Investigations of Water Transport in Shale Reservoir with Dual-Wettability by Using Monte Carlo Method

How liquids transport in the shale system has been the focus because of fracturing fluid loss. In this study, a single-nanopore model is established for liquid transport in shale while considering the slip effect and effective viscosity of confined fluids. Then, the fractal Monte Carlo (FMC) model is proposed to upscale the single-pore model into shale porous media. The effects of different transport mechanisms, shale wettability, and pore characteristic parameters on confined liquid flow in shale rock are investigated. Results show that FMC permeabilities are 2-3 orders of magnitude larger than intrinsic and slip-corrected permeabilities in organic matter. However, the slip effect and effective viscosity have little influence on water flow in inorganic matter.
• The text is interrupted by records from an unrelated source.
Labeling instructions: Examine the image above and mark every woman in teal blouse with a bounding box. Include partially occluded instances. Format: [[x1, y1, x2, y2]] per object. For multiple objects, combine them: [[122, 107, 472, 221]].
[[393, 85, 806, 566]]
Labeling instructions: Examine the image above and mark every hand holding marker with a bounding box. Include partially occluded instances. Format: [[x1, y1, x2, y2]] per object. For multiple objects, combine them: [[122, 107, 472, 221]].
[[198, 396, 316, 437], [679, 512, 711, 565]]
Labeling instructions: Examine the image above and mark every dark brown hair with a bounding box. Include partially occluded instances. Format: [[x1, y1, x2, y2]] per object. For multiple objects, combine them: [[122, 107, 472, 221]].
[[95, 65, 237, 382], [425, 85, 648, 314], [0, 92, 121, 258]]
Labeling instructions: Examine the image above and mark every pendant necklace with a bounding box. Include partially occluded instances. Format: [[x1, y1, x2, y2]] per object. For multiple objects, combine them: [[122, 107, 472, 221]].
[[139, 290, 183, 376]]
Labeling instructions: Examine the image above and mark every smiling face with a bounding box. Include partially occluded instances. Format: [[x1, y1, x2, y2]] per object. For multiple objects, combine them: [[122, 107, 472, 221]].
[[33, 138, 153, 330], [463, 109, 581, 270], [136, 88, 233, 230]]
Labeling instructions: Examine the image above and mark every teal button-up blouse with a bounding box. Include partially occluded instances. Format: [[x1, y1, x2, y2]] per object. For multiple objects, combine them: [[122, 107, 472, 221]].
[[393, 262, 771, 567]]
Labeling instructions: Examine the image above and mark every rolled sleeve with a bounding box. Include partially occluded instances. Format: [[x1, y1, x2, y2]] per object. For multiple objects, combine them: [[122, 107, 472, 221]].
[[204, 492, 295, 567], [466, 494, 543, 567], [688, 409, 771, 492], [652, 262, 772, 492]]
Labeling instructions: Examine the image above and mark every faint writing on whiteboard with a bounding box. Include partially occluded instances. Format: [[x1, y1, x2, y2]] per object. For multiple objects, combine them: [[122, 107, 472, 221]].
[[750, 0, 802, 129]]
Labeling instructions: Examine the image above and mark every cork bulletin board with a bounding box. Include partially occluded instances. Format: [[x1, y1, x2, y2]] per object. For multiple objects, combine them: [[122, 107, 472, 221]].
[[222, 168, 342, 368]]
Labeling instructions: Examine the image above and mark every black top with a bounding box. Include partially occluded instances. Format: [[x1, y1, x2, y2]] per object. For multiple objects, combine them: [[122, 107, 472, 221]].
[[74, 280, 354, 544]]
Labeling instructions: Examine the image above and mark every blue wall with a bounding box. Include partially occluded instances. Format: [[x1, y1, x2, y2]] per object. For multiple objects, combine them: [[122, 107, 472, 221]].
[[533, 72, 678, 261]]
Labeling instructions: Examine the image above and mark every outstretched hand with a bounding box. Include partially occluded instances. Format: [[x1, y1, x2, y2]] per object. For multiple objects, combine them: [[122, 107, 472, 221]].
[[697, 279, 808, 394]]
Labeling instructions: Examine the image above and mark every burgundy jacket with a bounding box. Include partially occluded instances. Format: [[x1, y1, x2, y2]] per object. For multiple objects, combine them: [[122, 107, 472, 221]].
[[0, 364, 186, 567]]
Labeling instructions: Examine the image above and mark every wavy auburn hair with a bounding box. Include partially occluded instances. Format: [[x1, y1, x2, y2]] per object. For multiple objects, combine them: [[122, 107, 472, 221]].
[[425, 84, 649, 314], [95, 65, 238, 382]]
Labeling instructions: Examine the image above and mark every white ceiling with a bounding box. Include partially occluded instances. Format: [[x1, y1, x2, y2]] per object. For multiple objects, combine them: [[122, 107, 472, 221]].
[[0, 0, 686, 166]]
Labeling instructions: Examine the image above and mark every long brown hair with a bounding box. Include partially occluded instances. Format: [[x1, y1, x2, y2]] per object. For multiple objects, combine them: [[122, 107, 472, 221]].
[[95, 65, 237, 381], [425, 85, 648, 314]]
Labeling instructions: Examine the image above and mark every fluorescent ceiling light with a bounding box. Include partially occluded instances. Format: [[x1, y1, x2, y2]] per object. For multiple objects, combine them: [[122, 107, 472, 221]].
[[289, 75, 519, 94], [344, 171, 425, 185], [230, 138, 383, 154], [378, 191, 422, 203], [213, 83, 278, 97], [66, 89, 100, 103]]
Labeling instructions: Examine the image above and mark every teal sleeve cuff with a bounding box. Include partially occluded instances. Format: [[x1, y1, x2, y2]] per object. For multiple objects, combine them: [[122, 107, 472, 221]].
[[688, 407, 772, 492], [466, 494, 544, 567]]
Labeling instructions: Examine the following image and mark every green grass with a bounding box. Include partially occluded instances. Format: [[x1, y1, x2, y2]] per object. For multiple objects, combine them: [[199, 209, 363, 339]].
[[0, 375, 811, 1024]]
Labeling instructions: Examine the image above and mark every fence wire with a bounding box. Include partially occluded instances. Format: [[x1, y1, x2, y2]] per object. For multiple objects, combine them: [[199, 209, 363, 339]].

With the contact angle of organic pore (theta(om)) increasing and contact angle of inorganic pore (theta(in)) decreasing, the effective permeability of the whole shale matrix grows in number. The enhancement factor in the situation of theta(om) = 170 degrees and theta(in) = 20 degrees is 4 orders of magnitude larger than the case of theta(om) = 130 degrees and theta(in) = 40 degrees, although the close effective macroscopic contact angle (theta(eff) = 80 degrees) occurs in these two cases, which indicates that shale microscopic wettability has a significant impact on the confined liquid transport. Moreover, with the increase of porosity and maximum pore diameters, shale permeability increases rapidly, but the enhancement factor has the opposite trend. Compared with the tiny impact of the variance of minimum inorganic pore diameters, minimum organic pore diameters have more significant impacts on liquid flow in shale systems, and the enhancement factor also rapidly increases up to 30 times for the case of 0.5 nm because of the strong slip effect.